Reiss has always been able to hold an audience, Beth Burns, the coach that hired Reiss at San Diego State said. During games, she’d wave to the crowd and yell toward coaches. She let her emotions rage for everyone to see.

There’s no way you can (have fun) by being quiet, sitting on the bench and being introspective. I can’t be that way. I love putting on a show.
Tammi Reiss

After enough time passed, Reiss returned to playing in 1997, the WNBA’s inaugural season. She hadn’t played in five years, but trained with Tylawsky. With just six months of prep, Reiss was taken fifth overall by the Utah Starzz.

But Reiss only played for two seasons and served as an assistant coach for another two. In between playing and coaching, Reiss returned to acting to play Vicki Sanchez in Juwanna Mann, what she calls the highlight of her career. Co-stars Tommy Davidson and Kim Wayans replaced Basketball Hall of Famer Dawn Staley and current Clemson head coach Audra Smith, both who she played with at UVA. Watching production replaced watching opponents’ film. Performing for talent evaluators and cameras replaced teammates and fans.
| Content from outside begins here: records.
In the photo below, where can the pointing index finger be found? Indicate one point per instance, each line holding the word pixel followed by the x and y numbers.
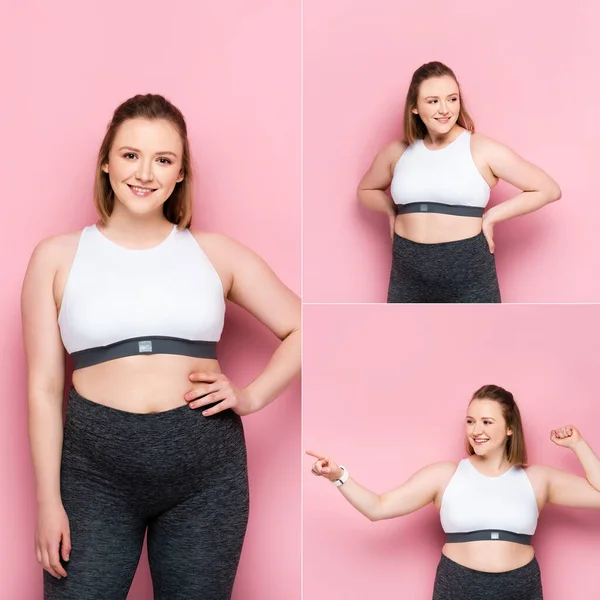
pixel 315 455
pixel 209 377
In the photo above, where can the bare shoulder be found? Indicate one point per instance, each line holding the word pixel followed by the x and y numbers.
pixel 56 250
pixel 539 474
pixel 218 243
pixel 394 151
pixel 227 255
pixel 487 145
pixel 441 472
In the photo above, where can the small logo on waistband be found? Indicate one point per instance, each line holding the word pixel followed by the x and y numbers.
pixel 145 347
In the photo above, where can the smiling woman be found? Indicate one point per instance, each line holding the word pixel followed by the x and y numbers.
pixel 440 177
pixel 488 502
pixel 138 301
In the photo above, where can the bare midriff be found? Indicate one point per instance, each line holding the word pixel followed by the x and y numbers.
pixel 492 556
pixel 433 228
pixel 142 384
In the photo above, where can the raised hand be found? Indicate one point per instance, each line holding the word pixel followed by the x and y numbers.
pixel 216 387
pixel 325 466
pixel 566 436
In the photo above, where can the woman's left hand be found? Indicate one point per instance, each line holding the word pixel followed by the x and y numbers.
pixel 487 228
pixel 566 436
pixel 216 387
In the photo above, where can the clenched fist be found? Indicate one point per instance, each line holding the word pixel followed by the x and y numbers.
pixel 566 436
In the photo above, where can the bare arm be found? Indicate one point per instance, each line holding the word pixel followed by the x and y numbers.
pixel 45 371
pixel 418 491
pixel 372 187
pixel 250 283
pixel 256 288
pixel 538 187
pixel 567 489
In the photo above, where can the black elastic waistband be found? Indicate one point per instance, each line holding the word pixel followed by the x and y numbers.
pixel 156 344
pixel 440 208
pixel 489 534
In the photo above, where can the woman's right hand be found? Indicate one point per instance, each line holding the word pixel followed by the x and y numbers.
pixel 325 467
pixel 392 218
pixel 53 535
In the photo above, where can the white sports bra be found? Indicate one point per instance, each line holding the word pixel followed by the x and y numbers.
pixel 444 181
pixel 119 302
pixel 477 507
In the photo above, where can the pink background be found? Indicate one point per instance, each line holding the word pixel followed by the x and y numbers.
pixel 233 69
pixel 528 76
pixel 385 392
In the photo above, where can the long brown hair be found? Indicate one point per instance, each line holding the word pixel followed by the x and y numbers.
pixel 515 450
pixel 178 207
pixel 414 128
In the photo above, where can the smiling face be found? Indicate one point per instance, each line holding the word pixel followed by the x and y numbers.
pixel 144 164
pixel 438 104
pixel 486 428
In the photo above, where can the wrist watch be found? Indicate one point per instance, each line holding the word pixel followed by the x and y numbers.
pixel 339 482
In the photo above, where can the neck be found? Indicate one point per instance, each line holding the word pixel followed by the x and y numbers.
pixel 137 227
pixel 495 462
pixel 442 139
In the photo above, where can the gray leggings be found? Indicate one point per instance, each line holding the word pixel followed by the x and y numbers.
pixel 462 271
pixel 455 582
pixel 176 475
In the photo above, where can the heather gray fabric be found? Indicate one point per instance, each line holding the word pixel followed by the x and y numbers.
pixel 455 582
pixel 178 475
pixel 462 271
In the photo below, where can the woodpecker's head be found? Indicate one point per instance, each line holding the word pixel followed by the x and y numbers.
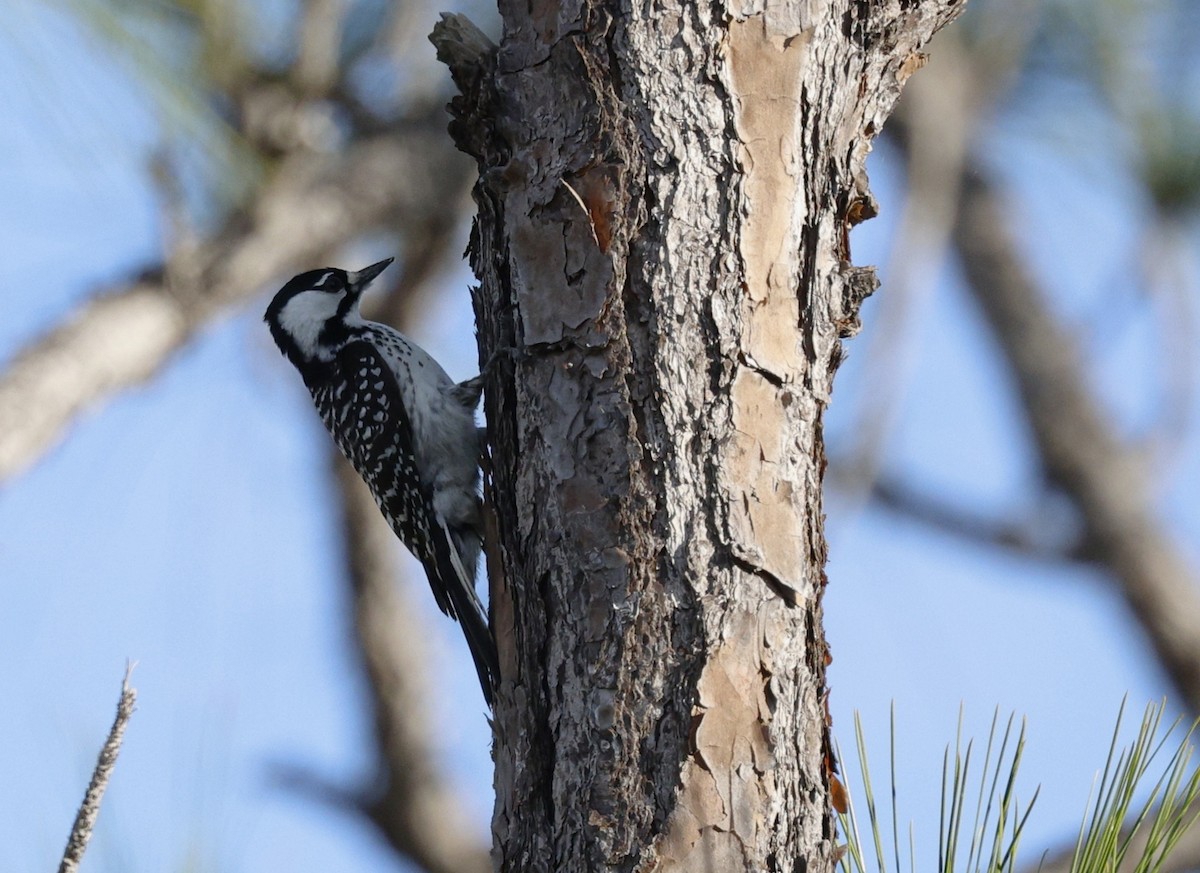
pixel 311 317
“When the light turns on on that camera and you got to hit a scene or hit an emotion, you’ve got to be on,” Reiss said. “You got to perform. It’s a lot like sports.”
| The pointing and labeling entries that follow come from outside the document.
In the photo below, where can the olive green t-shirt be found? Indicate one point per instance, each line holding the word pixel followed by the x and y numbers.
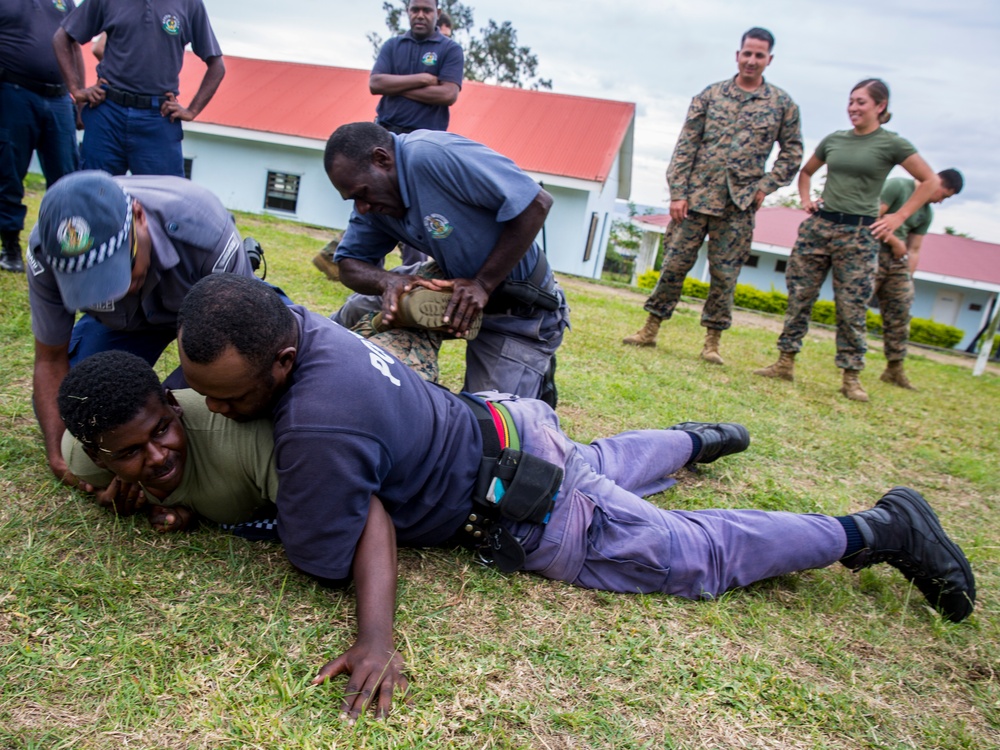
pixel 857 166
pixel 895 193
pixel 229 475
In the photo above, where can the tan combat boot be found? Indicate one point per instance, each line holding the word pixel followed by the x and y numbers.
pixel 645 336
pixel 710 352
pixel 852 386
pixel 894 375
pixel 784 368
pixel 425 308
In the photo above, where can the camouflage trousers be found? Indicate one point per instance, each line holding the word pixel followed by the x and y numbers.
pixel 894 291
pixel 729 238
pixel 852 253
pixel 416 348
Though she had only one line, Reiss still gets associated with Juwanna Mann years later. At San Diego State, a player on the men’s basketball team stopped his workout to meet Reiss when she walked through the weight room, Burns said. Before facing Syracuse in December, players on Jacksonville’s team asked if Reiss was in the movie, SU forward Taylor Ford said.

Fast forward to 1:28 for Tammi Reiss’ appearance in the Juwanna Mann movie trailer.

 

In 2011, nearly 20 years after missing out on a championship, Reiss watched former Virginia teammate Tonya Cardoza coach No. 10 seed Temple against No. 2 seed Notre Dame in the second round of the NCAA tournament. Reiss hadn’t been to a game of that magnitude in years.
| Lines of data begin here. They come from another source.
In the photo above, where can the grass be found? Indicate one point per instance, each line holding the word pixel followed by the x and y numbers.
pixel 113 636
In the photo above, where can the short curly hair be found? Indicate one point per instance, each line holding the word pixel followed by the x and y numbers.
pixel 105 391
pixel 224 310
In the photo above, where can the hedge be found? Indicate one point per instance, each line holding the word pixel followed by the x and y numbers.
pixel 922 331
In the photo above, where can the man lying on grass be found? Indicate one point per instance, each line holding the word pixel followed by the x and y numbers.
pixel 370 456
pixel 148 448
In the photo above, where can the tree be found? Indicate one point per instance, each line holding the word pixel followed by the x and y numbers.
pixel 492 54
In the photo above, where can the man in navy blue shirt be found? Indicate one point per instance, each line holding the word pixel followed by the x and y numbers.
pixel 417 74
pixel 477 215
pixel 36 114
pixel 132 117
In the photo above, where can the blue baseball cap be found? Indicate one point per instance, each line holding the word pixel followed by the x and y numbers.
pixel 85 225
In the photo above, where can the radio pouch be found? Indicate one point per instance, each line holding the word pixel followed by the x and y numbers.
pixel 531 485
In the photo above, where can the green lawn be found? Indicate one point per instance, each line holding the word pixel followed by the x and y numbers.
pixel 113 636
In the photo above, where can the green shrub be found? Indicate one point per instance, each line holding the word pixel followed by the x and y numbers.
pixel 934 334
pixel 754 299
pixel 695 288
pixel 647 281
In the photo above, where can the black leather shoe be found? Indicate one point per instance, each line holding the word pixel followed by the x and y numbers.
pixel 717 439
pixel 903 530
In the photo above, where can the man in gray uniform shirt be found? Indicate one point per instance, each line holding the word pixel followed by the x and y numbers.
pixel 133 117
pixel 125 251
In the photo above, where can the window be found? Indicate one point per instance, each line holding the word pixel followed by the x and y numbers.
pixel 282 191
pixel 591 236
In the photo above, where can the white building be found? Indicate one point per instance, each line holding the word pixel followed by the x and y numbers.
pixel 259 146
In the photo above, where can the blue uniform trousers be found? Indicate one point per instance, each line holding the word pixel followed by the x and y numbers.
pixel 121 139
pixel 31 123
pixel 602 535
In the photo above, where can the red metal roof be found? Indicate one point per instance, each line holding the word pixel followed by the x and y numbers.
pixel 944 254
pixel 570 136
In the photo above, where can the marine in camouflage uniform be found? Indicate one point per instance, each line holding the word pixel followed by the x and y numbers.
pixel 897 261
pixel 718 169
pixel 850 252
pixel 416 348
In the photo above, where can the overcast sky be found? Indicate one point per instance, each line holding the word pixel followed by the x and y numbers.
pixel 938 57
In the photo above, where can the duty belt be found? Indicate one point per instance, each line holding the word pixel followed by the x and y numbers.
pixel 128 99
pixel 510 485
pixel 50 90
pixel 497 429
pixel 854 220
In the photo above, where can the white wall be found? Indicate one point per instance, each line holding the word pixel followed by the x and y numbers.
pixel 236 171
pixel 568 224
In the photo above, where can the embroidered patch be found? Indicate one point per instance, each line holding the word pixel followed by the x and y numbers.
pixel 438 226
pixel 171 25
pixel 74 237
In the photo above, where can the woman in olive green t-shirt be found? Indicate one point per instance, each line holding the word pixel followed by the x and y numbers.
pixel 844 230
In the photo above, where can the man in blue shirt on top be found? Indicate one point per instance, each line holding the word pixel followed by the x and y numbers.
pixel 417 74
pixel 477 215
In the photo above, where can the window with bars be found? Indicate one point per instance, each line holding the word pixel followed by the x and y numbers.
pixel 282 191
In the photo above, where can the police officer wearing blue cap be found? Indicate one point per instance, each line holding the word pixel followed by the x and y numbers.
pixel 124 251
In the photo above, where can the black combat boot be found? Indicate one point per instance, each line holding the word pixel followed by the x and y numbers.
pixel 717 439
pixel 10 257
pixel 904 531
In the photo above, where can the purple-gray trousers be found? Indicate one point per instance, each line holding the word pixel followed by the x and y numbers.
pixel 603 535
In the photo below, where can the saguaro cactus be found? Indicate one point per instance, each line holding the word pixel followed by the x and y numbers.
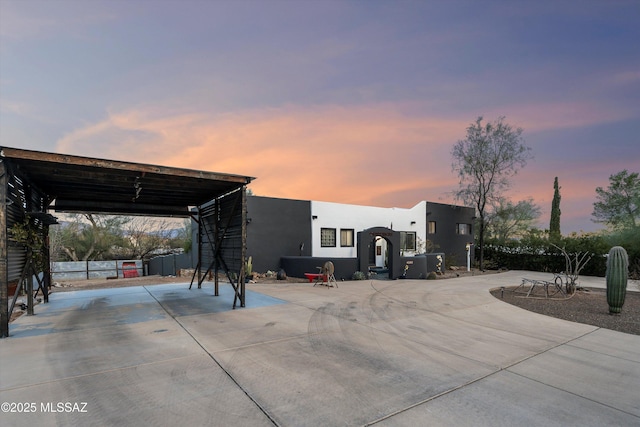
pixel 617 275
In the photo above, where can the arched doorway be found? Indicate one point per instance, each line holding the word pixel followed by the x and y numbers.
pixel 379 246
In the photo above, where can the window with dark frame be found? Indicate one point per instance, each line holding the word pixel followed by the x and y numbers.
pixel 408 240
pixel 346 237
pixel 432 227
pixel 328 237
pixel 463 229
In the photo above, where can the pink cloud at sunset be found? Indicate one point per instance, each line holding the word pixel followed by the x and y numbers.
pixel 342 101
pixel 334 154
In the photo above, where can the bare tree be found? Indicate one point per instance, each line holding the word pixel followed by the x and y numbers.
pixel 507 220
pixel 485 161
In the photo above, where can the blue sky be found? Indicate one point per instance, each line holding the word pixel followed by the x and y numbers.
pixel 344 101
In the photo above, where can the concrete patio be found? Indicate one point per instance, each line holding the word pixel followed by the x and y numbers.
pixel 385 353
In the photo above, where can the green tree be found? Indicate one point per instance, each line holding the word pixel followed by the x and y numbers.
pixel 554 223
pixel 485 161
pixel 507 220
pixel 618 206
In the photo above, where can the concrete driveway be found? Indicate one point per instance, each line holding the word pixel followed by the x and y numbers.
pixel 385 353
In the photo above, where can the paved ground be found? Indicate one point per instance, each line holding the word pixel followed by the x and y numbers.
pixel 387 353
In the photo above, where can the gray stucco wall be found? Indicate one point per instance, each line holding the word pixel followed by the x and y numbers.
pixel 276 228
pixel 447 217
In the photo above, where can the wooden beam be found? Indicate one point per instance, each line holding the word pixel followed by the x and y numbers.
pixel 4 255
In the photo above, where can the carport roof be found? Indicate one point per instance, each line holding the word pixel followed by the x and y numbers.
pixel 82 184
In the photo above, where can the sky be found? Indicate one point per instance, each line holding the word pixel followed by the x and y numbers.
pixel 356 102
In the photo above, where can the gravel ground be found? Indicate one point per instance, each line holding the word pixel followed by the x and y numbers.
pixel 587 306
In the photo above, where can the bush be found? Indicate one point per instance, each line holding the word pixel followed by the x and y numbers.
pixel 536 253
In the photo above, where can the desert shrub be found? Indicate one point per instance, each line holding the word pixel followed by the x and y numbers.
pixel 358 275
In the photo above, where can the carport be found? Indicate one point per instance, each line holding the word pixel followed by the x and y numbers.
pixel 32 183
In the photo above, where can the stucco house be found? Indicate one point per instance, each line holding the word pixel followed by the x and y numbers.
pixel 297 235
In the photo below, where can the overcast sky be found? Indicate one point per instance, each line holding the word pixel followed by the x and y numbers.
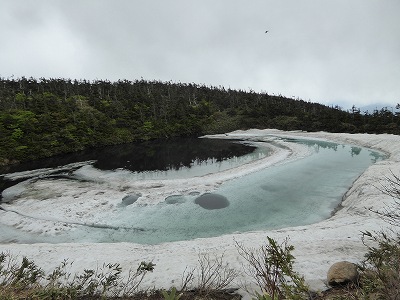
pixel 333 51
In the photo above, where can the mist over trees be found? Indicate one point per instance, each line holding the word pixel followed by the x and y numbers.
pixel 44 117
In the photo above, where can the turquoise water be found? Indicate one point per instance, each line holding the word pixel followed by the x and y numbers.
pixel 297 193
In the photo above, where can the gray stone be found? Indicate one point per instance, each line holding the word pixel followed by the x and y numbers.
pixel 130 199
pixel 342 273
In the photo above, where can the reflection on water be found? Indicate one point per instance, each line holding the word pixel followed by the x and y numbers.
pixel 301 192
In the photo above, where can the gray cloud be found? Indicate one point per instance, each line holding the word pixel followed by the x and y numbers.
pixel 333 51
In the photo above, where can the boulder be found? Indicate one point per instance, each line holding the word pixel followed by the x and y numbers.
pixel 342 273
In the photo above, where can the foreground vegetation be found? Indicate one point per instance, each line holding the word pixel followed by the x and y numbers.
pixel 44 117
pixel 270 267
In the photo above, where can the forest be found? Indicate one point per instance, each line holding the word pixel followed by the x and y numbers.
pixel 45 117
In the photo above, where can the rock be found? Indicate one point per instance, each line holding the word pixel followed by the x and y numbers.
pixel 342 273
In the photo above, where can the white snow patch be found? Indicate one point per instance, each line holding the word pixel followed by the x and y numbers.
pixel 317 246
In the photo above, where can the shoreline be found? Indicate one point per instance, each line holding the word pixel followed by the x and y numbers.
pixel 317 246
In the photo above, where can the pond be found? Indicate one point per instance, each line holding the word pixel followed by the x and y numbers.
pixel 300 192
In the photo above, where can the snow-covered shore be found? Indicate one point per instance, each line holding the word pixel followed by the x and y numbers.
pixel 317 246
As she sat down alone in the Huntsman Center in Salt Lake City, Utah, the bands, the crowd and the cameras all came rushing back. So too did the three losses, crying in the hotel room and the desire for a national championship.

Imitating emotions could only get Reiss so far. She needed to feel the real ones again.

“It just clicked,” Reiss said. “I said, ‘What am I doing? I miss this.’”

The next day, Reiss began searching for an assistant coaching position. She heard Burns, who recruited her out of high school, had an open spot at San Diego State.

Burns warned Reiss: Coaching was too hard, she wouldn’t make as much money and her time had passed. But Reiss said she really wanted to, and did.

“In 21 years of being a head coach, … She was the quickest 1-2 year improved assistant that I’ve ever had,” Burns said. “She wanted to learn and she wanted to get it right and she worked her tail off.”

Reiss now uses her past experience as a tool. Players respect her because she played professionally. They listen to her advice because she’s pursued so many different avenues. In recruiting, Reiss stresses how she’s seen it all.

She’s working just a few hours from where she grew up. Her parents often come to SU games, and she can travel home to see her 92-year-old grandmother. After stops in Salt Lake City, New York City, Los Angeles, San Diego and Fullerton, she’s finally back to the conference where she had her most success.

I would never say, ‘What if?’ No. I did it … I’m 45 years old, I’m grown now and I’m ready to dedicate myself to basketball.
Tammi Reiss

Reiss says she still plans on having a “Betty White career” after she retires from coaching in her late 60s.

But one of the reasons she left Cal State Fullerton for SU this past summer is to compete for championships. The Orange sits in fourth place in the ACC, in line for a double bye in the ACC tournament. Three postseason wins and Reiss could accomplish what she did twice as a player at Virginia.

The win that’s eluded Reiss though is a national title. It’s one of the only incomplete tasks on her dwindling list of goals.

The thing Reiss never accomplished as a player is what drove her out of basketball. But it’s also what brought her back.

“That’s why I coach the game now,” Reiss said. “I want a shot at championships again. I want that feeling again. I know the pain because I’ve already experienced it. But I want to experience the joy.”